In the past, waivers had been limited to specific collective bargaining issues and had mostly been used by schools to change start times or to modify the school day hours. In this case, he contended CPS did more than that: They not only sought to extend the school hours, but they also renegotiated teacher wages.
He said CPS officials decided to approach teachers at individual schools after the union rejected the district’s request to re-open the current contract, which is set to expire in June. He disclosed that CPS not only wanted a longer day, but also to add 10 days onto the school year.
“The school district would not take no for an answer,” he said.
By going directly to teachers and offering them a bonus of $1,250 and their schools $150,000 in discretionary money, Bloch said CPS was effectively trying to make the union moot. “This is a broad-side attack on collective bargaining,” he said.

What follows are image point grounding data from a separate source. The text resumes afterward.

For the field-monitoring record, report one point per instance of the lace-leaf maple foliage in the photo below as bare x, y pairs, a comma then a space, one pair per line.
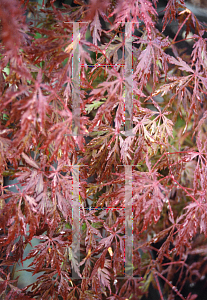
38, 148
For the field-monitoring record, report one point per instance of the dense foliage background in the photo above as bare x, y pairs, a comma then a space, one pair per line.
43, 139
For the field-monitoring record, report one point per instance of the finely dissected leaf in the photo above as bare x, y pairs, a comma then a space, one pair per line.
66, 153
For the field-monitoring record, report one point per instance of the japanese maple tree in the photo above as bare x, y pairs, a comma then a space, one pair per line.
45, 136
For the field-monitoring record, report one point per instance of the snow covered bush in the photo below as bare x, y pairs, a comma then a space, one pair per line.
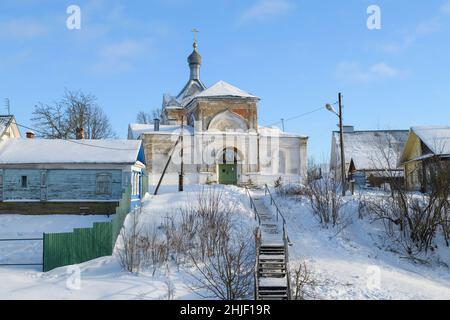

The CTU complaint also says that CPS principals threatened teachers with layoffs and school closings, as well as promised them some things like iPads.
In their decision, the IERLB members said they believed the union’s position had merit. “An employer which bargains directly with its employees rather than dealing with their exclusive representative breaches its duty to bargain in good faith” and violates the law.
Fate of the “pioneer” schools
In its opinion, the IELRB members also wrote that they believed letting CPS continue to push its pilot program would cause irreparable harm. For one thing, if teachers committed the extra time teaching, they couldn’t get that time back.
Also, the harm would continue should CPS be allowed to go forward. “This is not a case of a few incidents, but potentially affects all of Respondent’s elementary schools,” notes the opinion.
CPS officials were obviously worried about having the schools be forced to go back to their original schedule. Dunn told the IERLB members that nine schools are already operating on an extended schedule and four of them are well on their way for planning a longer day. To make them revert to a standard schedule would be highly disruptive, she said.
“It would take away 90 minutes of instruction time,” Dunn said. “They will no longer have the time to focus on reading, math, science and social studies. They will not have time for recess or a standard lunch.”
She added that 284 special education students have had their individualized education plans altered to account for the extra time in school. Should the injunction call for these schools to go back, these students would also be harmed, Dunn said.
But Bloch argued that continuing the longer school day would make it more difficult to abandon should the union win a permanent injunction. He also said it made no sense for them to continue holding waiver votes at schools.
This hearing is just one more episode in a contentious back and forth between the union and CPS officials.
Lewis and CEO Jean-Claude Brizard have been going back and forth for weeks about having a meeting to discuss the issue. Lewis said they were supposed to meet Thursday morning and she wasn’t the one to cancel. CPS spokeswoman Becky Carroll said Brizard didn’t cancel and they are still trying to come up with a date.
Before the hearing, the CTU issued a press release saying its attorneys had approached CPS and offered them this settlement: The union would back down from the complaint if CPS agreed to limit the pilot program to the 13 schools, let the teachers revote and to appropriately compensate the teachers and school employees. CTU said CPS reacted negatively to the offer.
Carroll said the proposals discussed by the attorneys were “off the record.” She says Brizard never saw a formal proposal.
CPS officials countered with their own proposal, which was similar to a previous proposal they had made. They offered to work with CTU to choose a fixed number of schools to start the longer day in January, but not to go forward with any more schools without agreement from the union.
“The idea of course is to put the 13 behind us and move forward positively on other schools. This alternative offer was rejected,” Carroll said.